Entro il 2050 un pesce su tre presente nel Mediterraneo potrebbe appartenere a specie aliene, ovvero non tipica di questo mare. A tracciare l'inquietante quadro è un rapporto di Confcooperative-Fedagripesca che, tramite il suo centro studi Cirspe, evidenzia come circa mille specie su un totale di 17mila siano già non propriamente tipiche di queste acque. Si tratta di una conseguenza diretta dei cambiamenti climatici e in particolare della tropicalizzazione dei mari, che poi va a impattare sul mercato ittico e sui relativi consumi.
I pescatori come sentinelle del mare
A tal proposito il centro studi Cirspe, ha fatto partire una campagna informativa su alcune di queste nuove specie tutta rivolta ai pescatori in modo da metterli a conoscenza di eventuali pericoli legati al consumo alimentare o anche al semplice contatto. Tra le specie più attenzionate ci sono l'ormai arcinoto granchio blu, il vermocane con la sua natura urticante e vorace, il pesce scorpione, il pesce palla argento (contiene una tossina molto velenosa in grado di resistere alle alte temperature), il pesce coniglio scuro, il pesce armato rosso, la seriola fasciata, lo sgombro spagnolo e il pesce gatto dei coralli.
L'analisi dell'Ispra
Nonostante il Mediterraneo costituisca meno dell’1% dell’estensione totale delle acque marine del nostro pianeta, ospita più del 7% delle specie animali mondiali ovvero una ricchezza specifica 10 volte superiore alla media. Secondo l'Istituto Superiore per la Protezione e la Ricerca Ambientale mediamente viene segnalata una nuova specie non indigena ogni 9 giorni.
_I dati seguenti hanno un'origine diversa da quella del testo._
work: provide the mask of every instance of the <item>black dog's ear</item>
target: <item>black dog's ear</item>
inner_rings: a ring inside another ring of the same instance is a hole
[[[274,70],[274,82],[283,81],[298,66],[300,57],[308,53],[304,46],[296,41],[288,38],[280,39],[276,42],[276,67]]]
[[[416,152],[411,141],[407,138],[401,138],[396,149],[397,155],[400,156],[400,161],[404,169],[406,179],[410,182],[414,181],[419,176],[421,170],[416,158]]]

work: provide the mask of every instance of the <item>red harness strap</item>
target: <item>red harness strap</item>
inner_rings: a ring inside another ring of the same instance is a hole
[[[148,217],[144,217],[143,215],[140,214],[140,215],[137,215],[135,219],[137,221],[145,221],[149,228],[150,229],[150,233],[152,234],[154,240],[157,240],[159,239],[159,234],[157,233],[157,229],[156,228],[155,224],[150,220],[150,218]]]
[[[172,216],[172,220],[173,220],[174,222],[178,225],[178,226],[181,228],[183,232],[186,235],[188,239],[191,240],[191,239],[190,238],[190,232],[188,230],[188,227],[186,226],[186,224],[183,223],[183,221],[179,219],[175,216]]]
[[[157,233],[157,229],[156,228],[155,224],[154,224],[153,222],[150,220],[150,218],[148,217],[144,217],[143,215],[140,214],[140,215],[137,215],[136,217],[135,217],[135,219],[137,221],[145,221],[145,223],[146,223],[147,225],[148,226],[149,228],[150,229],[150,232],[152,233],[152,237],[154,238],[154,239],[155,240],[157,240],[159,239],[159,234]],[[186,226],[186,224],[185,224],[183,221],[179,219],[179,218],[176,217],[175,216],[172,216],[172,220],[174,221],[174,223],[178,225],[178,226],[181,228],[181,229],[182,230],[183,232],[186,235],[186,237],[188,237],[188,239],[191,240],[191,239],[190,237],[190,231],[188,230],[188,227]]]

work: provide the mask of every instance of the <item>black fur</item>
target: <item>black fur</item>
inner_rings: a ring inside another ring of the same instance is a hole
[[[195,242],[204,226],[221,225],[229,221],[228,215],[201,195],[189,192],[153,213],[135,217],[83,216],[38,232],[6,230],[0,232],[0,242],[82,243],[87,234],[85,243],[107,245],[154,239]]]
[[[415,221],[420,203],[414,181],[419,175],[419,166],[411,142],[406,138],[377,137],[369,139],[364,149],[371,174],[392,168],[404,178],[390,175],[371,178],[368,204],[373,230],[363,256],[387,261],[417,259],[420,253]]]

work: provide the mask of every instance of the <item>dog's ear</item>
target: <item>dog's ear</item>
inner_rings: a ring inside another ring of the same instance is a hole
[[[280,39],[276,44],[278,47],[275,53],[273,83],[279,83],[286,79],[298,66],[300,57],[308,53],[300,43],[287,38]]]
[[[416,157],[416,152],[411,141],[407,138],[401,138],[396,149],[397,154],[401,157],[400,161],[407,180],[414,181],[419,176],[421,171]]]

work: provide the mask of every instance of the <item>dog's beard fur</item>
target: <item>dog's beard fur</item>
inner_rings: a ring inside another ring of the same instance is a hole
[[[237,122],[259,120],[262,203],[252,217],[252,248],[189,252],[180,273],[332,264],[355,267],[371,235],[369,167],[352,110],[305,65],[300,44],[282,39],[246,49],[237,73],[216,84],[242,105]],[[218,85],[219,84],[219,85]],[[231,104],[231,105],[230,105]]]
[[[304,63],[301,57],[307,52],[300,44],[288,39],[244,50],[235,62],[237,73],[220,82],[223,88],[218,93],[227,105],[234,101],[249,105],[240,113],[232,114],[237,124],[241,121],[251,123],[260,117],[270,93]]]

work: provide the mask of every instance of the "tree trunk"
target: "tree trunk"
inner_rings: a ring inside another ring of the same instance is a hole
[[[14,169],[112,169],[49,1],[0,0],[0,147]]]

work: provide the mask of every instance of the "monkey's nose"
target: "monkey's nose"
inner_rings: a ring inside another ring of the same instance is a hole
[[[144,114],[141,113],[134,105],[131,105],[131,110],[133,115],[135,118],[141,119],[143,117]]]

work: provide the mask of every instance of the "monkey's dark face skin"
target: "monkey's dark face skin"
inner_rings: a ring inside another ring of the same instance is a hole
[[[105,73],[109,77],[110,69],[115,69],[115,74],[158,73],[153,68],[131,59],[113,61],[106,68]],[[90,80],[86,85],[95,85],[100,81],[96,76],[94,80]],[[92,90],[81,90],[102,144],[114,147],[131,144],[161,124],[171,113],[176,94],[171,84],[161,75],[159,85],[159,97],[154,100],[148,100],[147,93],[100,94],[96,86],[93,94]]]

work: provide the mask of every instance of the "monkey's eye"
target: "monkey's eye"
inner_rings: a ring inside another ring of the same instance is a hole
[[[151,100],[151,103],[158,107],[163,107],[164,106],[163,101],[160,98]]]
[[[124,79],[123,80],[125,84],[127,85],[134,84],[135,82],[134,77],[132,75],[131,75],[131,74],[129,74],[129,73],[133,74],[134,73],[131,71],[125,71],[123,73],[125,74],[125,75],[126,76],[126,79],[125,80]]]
Data la particolare morfologia del Mediterraneo e in virtù dei collegamenti con i bacini adiacenti, l’incremento è stato nettamente superiore rispetto ad altri bacini come il Mar Nero, il Mar Baltico o l’Oceano Atlantico.
Il rapporto sulle specie esotiche invasive Ipbes
Alla fine dello scorso anno ci ha fornito un importante contributo il rapporto di valutazione della piattaforma intergovernativa sulla biodiversità e i servizi ecosistemici (Ipbes). Il rapporto rivela che, oltre ai drammatici cambiamenti della biodiversità e degli ecosistemi, il costo economico globale delle specie esotiche invasive ha superato i 423 miliardi di dollari all'anno nel 2019, con costi che sono almeno quadruplicati in ogni decennio dal 1970. Le specie esotiche aliene sono uno dei cinque principali fattori diretti della perdita di biodiversità a livello globale, insieme al cambiamento di destinazione d'uso del suolo e del mare, allo sfruttamento diretto degli organismi, al cambiamento climatico e all'inquinamento. «L'urgenza immediata delle specie esotiche invasive, con danni estesi e crescenti alla natura e alle persone, rende questo rapporto così prezioso e tempestivo», ha dichiarato Anne Larigauderie, segretario esecutivo dell'Ipbes. «I governi di tutto il mondo hanno concordato, nel dicembre dello scorso anno, nell'ambito del nuovo Quadro globale per la biodiversità di Kunming-Montreal, di ridurre l'introduzione e l'insediamento di specie esotiche invasive prioritarie di almeno il 50% entro il 2030», ha aggiunto Larigauderie.